Herdecke. Warum Herdecker nach Dortmund ziehen, auch wenn sie gerne in Herdecke geblieben wären, und was das für Folgen hat
Zwei Jahre haben Kai Reuter und seine Frau intensiv gesucht. In Dortmund, Witten, Hagen und Wetter haben sie sich Häuser für die wachsende Familie angesehen. Nicht eines in Herdecke. „Hier war einfach nichts zu finden“, sagt Reuter – und hat die Konsequenz gezogen. Der Ur-Herdecker wohnt jetzt im eigenen Einfamilienhaus in Dortmund-Kruckel.
In Herdecke ist Kai Reuter groß geworden, zur Schule gegangen, und hier hatte er auch mit seiner Frau eine Eigentumswohnung. Mit einem Kind ging das noch. Für zwei Kinder war das Kinderzimmer aber einfach zu klein, denkt Reuter zurück. Als sich wieder Nachwuchs ankündigte, begann die große Sucherei nach einem eigenen Heim in Herdecke. Mittlerweile hat die Familie drei Kinder und Platz genug für alle in Dortmund.
400 Meter Grundstück drumherum, freistehend, gerade mal fünf Jahre alt – von einem solchen Haus wie dem in Dortmund war in Herdecke nur zu träumen. „Klar, eine Villa am Ahlenberg hätten wir begutachten können“, sagt der 39-Jährige, der in der Druckbranche arbeitet. Ahlenberg passte aber nicht zum Geldbeutel. Ansonsten: „Der Markt war leer gefegt.“
Nur der Frisör ist geblieben
Im Internet waren Kai Reuter und seine Frau unterwegs, bei Immobilienhändlern haben sie auf die Angebote geschaut. Ein Mehrfamilienhaus mit Gewerbe, das hätten sie vielleicht kaufen können. Also eigentlich nur Fehlanzeige. Auch die Verbundenheit im Ort half nicht weiter. Freunde der Eltern, Bekannte, Verwandte – alles Umhören half nichts. Und dann ist es Dortmund geworden.
Anfangs waren die Reuters ihrer Herkunftsstadt noch sehr verbunden. Den Einkauf im Quartier Ruhraue haben sie gerne mit einem Bummel an der Ruhr entlang und einem Kaffee auf dem Boulevard verbunden. Mittlerweile finden aber auch der Kita-Besuch und das Kinderturnen in Dortmund statt. „Das hat sich sehr verlagert“, sagt Kai Reuter, dessen Kinder mittlerweile drei, vier und sechs Jahre alt sind. Nur zum Friseur geht es für die ganze Familie weiter nach Herdecke in die Fußgängerzone.

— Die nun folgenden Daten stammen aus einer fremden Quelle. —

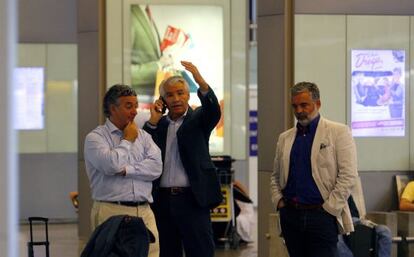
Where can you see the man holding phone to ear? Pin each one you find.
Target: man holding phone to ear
(188, 186)
(121, 162)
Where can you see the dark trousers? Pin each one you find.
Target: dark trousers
(183, 224)
(309, 233)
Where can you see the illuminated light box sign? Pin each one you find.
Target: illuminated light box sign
(29, 98)
(378, 93)
(158, 36)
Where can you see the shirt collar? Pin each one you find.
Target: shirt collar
(311, 127)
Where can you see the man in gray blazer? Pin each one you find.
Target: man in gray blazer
(314, 172)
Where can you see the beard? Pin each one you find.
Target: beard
(304, 118)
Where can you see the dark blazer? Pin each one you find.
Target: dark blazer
(193, 137)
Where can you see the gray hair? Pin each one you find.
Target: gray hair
(305, 86)
(171, 81)
(113, 94)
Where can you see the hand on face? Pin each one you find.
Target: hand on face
(131, 132)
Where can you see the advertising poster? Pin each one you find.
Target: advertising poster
(160, 37)
(29, 94)
(378, 93)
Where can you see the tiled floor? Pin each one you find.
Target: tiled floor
(64, 242)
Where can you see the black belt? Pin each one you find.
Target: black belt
(126, 203)
(300, 206)
(174, 190)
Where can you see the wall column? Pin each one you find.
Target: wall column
(275, 75)
(91, 74)
(8, 164)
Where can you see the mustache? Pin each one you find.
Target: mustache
(301, 115)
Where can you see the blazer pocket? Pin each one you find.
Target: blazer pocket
(326, 156)
(208, 166)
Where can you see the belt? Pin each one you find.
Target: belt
(299, 206)
(174, 190)
(126, 203)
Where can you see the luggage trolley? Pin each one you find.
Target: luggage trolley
(223, 216)
(45, 243)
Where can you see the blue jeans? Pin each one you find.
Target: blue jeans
(309, 233)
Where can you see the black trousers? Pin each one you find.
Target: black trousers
(309, 233)
(183, 225)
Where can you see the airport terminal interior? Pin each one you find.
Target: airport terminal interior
(68, 53)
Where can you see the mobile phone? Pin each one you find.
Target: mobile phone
(164, 105)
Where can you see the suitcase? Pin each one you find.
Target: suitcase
(31, 244)
(363, 241)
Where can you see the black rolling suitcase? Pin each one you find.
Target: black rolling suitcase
(363, 241)
(31, 244)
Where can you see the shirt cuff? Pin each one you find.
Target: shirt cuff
(202, 93)
(128, 170)
(126, 143)
(150, 125)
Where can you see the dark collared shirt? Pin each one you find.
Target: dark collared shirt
(301, 186)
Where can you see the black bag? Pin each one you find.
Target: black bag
(119, 236)
(363, 241)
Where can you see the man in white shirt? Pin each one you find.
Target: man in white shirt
(121, 162)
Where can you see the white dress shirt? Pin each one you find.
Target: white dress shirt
(107, 154)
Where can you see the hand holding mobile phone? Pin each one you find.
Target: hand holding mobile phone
(164, 105)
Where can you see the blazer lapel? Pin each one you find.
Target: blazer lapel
(320, 132)
(287, 148)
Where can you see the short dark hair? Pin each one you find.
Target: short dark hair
(115, 92)
(305, 86)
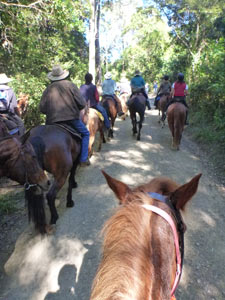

Reuter hat sich immer sehr wohl gefühlt, will wegen des Umzugs nach Dortmund aber, wie er selbst sagt, „die Kirche im Dorf lassen.“ Kruckel sei schließlich nicht aus der Welt, und kleinstädtische Ruhe ließe sich auch in Dortmunder Vororten finden. Eine Wunde reiße es jedenfalls nicht auf, wenn er weiter zu den Eltern nach Herdecke oder zu alten Freunden fährt. Im neuen Haus in der Nachbar-Großstadt fühle er sich aber „sehr, sehr glücklich.“
Aderlass für die Stadt
Wo also liegt das Problem? Für sich selbst sieht Kai Reuter keines. Aber für die Stadt, in der er groß geworden ist und der er sich weiter verbunden fühlt. „Ich bin ja schließlich kein Einzelfall“, sagt er, und findet „es schade, dass junge Familie und Bürger die Stadt verlassen müssen. So bleibt am Ende nur der harte Kern unter sich“. Und Herdecke tritt auf der Stelle.
Zu wenig Wohnraum
Der Mangel an bezahlbarem Wohnraum gerade für jüngere Familien in Herdecke ist bekannt.
Zuletzt konnte auf der Westfalia-Fläche gebaut werden.
Das Gelände der Grundschule im Dorf wird gerade zu einem Wohngebiet mit rund 100 Wohneinheiten entwickelt.
Aktuell haben CDU, Grüne und FDP gemeinsam einen Vorstoß gemacht, um Baulücken am Semberg zu schließen.